Fast and Accurate Langevin Simulations of Stochastic Hodgkin-Huxley Dynamics

TL;DR

This paper introduces a 14-dimensional Langevin model for Hodgkin-Huxley dynamics that improves accuracy and computational efficiency in simulating stochastic ion channel behavior, surpassing previous models in interspike-interval prediction.

Contribution

The paper presents a novel 14D Langevin formulation for HH systems with an efficient noise coefficient matrix, enhancing accuracy and simplicity over existing models.

Findings

The 14D model is consistent with classical HH representations.

It provides more accurate interspike-interval distributions.

The model is computationally efficient and supports stochastic shielding.

Abstract

Fox and Lu introduced a Langevin framework for discrete-time stochastic models of randomly gated ion channels such as the Hodgkin-Huxley (HH) system. They derived a Fokker-Planck equation with state-dependent diffusion tensor $D$ and suggested a Langevin formulation with noise coefficient matrix $S$ such that $SS^\intercal=D$. Subsequently, several authors introduced a variety of Langevin equations for the HH system.
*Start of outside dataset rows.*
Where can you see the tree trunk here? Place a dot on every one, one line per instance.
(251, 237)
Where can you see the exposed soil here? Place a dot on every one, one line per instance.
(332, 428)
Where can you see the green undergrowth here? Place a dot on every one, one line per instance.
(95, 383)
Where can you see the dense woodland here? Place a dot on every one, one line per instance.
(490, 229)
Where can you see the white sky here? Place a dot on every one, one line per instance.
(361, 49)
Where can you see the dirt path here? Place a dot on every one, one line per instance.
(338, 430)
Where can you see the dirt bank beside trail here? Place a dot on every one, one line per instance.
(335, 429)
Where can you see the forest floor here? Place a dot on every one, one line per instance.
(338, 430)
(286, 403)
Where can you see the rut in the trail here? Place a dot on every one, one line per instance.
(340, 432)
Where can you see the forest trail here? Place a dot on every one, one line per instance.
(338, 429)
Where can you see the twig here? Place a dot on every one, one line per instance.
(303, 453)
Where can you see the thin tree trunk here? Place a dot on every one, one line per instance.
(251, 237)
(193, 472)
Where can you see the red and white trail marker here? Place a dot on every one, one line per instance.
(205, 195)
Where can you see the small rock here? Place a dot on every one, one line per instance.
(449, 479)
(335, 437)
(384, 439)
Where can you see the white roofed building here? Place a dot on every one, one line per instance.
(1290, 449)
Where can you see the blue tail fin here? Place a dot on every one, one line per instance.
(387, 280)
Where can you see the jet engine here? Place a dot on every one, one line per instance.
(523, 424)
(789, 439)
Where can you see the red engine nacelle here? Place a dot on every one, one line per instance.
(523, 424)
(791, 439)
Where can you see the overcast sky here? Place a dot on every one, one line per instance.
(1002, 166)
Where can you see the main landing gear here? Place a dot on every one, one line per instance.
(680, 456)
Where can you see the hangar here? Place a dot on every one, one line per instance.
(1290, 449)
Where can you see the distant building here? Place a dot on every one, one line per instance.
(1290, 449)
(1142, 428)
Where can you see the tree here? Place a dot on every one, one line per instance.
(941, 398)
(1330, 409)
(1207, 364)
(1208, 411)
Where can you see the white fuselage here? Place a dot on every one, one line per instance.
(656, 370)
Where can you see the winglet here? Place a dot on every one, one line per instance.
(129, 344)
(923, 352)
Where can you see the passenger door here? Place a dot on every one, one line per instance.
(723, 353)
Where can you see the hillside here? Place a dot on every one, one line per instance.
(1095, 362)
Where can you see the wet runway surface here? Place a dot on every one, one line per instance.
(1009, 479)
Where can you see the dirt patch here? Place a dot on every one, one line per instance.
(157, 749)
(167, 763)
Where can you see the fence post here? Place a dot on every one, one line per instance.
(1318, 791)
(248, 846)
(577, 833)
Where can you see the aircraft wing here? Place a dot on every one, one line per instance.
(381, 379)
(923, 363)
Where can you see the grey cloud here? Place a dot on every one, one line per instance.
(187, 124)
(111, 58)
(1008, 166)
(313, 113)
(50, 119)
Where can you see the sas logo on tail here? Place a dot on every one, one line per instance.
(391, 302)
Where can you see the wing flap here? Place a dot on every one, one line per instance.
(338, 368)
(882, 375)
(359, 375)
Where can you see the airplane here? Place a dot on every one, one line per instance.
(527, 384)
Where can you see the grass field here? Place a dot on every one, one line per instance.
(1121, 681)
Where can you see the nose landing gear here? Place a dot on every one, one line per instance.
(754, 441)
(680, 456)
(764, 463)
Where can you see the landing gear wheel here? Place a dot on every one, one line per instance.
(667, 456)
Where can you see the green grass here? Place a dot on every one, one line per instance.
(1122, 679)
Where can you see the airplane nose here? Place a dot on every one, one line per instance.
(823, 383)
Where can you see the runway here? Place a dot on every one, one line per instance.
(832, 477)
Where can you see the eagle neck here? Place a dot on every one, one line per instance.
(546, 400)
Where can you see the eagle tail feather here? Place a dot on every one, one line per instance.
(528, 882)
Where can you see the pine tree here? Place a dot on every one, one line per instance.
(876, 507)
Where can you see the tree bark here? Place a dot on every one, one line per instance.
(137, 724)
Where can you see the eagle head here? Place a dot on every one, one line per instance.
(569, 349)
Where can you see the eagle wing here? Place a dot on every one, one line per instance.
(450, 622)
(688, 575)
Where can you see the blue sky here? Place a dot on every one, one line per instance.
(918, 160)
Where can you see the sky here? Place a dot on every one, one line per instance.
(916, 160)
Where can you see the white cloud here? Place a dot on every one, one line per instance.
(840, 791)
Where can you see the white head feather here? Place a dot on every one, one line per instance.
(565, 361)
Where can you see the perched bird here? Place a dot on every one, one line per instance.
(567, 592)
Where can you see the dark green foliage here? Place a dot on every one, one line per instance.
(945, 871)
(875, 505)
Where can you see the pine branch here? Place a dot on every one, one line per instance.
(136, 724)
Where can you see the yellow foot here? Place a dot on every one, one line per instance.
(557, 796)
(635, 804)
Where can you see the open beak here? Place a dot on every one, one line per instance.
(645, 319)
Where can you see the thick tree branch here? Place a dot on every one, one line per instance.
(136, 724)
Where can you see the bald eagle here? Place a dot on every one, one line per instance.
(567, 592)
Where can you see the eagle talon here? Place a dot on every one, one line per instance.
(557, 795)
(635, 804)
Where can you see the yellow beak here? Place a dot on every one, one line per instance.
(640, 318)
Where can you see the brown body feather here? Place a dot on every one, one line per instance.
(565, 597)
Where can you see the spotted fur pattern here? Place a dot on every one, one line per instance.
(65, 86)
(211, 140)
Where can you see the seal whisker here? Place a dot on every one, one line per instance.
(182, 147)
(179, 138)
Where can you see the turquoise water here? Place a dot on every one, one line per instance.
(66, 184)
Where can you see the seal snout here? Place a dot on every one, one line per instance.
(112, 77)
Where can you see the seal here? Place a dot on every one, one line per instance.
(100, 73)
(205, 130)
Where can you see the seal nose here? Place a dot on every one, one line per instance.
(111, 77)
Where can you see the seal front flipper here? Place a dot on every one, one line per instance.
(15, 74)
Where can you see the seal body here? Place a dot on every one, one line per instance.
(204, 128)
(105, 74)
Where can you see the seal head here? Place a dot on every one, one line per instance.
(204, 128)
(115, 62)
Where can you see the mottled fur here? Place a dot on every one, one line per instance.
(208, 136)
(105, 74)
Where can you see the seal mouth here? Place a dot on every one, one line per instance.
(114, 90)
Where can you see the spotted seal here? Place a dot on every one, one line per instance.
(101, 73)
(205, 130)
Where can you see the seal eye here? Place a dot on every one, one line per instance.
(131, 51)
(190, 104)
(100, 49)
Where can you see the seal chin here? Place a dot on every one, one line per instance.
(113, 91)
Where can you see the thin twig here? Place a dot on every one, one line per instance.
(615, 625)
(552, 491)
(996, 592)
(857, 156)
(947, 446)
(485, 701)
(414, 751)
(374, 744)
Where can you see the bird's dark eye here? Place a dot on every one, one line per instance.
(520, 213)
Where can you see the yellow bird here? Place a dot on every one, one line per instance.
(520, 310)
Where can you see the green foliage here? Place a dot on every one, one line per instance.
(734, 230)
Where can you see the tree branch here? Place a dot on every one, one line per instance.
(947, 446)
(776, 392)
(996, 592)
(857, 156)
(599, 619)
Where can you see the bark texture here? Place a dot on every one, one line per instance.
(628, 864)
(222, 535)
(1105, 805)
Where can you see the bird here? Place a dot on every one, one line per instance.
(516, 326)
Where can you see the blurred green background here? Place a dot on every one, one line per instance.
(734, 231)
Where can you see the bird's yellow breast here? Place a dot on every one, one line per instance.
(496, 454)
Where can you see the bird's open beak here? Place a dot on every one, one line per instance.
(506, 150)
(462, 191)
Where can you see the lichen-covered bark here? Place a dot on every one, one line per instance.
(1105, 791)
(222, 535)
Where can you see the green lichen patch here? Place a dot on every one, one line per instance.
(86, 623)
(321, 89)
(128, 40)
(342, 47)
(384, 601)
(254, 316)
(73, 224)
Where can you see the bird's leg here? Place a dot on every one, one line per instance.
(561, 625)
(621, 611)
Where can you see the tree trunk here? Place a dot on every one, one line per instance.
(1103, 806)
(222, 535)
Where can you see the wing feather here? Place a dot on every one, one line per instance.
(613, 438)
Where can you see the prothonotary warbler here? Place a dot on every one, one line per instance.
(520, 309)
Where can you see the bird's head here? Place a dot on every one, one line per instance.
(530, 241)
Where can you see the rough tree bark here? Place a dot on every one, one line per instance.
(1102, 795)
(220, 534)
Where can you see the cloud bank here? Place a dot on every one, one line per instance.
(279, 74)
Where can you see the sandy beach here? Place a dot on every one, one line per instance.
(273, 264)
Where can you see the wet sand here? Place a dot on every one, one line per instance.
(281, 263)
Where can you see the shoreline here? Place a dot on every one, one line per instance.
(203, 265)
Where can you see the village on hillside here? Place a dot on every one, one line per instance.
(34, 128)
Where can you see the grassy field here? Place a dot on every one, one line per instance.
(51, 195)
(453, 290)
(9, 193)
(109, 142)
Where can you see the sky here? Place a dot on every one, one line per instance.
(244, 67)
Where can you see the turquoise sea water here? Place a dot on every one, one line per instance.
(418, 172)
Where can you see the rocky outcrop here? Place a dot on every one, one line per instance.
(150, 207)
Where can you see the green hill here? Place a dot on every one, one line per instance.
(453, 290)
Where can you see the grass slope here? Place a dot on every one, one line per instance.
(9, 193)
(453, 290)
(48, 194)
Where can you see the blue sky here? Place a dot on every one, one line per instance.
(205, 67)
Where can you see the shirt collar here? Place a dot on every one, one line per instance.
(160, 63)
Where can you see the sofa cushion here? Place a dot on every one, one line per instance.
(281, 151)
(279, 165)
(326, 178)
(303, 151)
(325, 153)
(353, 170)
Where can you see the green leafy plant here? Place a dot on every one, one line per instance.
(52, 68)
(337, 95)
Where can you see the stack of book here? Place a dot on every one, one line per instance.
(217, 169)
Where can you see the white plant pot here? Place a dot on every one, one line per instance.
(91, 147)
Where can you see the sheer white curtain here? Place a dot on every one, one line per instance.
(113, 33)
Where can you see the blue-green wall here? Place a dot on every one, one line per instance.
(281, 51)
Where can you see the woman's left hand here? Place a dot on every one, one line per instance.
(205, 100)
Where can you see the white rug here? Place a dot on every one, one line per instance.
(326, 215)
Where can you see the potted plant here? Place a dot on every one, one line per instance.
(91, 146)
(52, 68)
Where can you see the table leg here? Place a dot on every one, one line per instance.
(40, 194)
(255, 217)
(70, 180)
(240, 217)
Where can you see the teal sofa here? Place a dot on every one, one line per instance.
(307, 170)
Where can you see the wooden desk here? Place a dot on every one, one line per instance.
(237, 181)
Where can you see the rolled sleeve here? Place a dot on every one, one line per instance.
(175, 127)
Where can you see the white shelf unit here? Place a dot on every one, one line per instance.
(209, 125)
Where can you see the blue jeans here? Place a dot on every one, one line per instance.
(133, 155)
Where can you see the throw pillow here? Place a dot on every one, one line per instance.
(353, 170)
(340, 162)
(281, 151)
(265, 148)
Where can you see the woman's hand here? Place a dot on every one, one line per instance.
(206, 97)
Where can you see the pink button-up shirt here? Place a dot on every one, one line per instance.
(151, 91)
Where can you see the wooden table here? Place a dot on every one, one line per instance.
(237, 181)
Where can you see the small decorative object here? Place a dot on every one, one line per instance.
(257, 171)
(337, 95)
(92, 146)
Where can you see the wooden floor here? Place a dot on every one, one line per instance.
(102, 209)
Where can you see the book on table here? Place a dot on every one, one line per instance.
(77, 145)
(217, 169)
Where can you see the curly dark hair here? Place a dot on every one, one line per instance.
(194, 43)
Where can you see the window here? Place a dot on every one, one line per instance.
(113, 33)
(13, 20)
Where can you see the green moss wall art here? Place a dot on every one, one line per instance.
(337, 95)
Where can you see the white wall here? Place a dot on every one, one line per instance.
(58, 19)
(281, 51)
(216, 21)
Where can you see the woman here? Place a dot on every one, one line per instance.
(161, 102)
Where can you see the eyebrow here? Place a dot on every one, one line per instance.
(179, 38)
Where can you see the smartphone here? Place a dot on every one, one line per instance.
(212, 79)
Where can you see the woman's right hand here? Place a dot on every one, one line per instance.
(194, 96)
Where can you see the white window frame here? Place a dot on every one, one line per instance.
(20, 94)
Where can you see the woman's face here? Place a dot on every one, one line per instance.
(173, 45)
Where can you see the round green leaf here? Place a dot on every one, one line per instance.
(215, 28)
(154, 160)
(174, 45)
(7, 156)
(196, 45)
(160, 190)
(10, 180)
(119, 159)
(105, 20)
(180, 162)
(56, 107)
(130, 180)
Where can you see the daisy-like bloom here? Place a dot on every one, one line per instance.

In this paper, we present a natural 14-dimensional dynamics for the HH system in which each \emph{directed} edge in the ion channel state transition graph acts as an independent noise source, leading to a $14\times 28$ noise coefficient matrix $S$. We show that (i) the corresponding 14D system of ordinary differential \rev{equations} is consistent with the classical 4D representation of the HH system; (ii) the 14D representation leads to a noise coefficient matrix $S$ that can be obtained cheaply on each timestep, without requiring a matrix decomposition; (iii) sample trajectories of the 14D representation are pathwise equivalent to trajectories of Fox and Lu's system, as well as trajectories of several existing Langevin models; (iv) our 14D representation (and those equivalent to it) give the most accurate interspike-interval distribution, not only with respect to moments but under both the $L_1$ and $L_\infty$ metric-space norms; and (v) the 14D representation gives an approximation to exact Markov chain simulations that are as fast and as efficient as all equivalent models. Our approach goes beyond existing models, in that it supports a stochastic shielding decomposition that dramatically simplifies $S$ with minimal loss of accuracy under both voltage- and current-clamp conditions.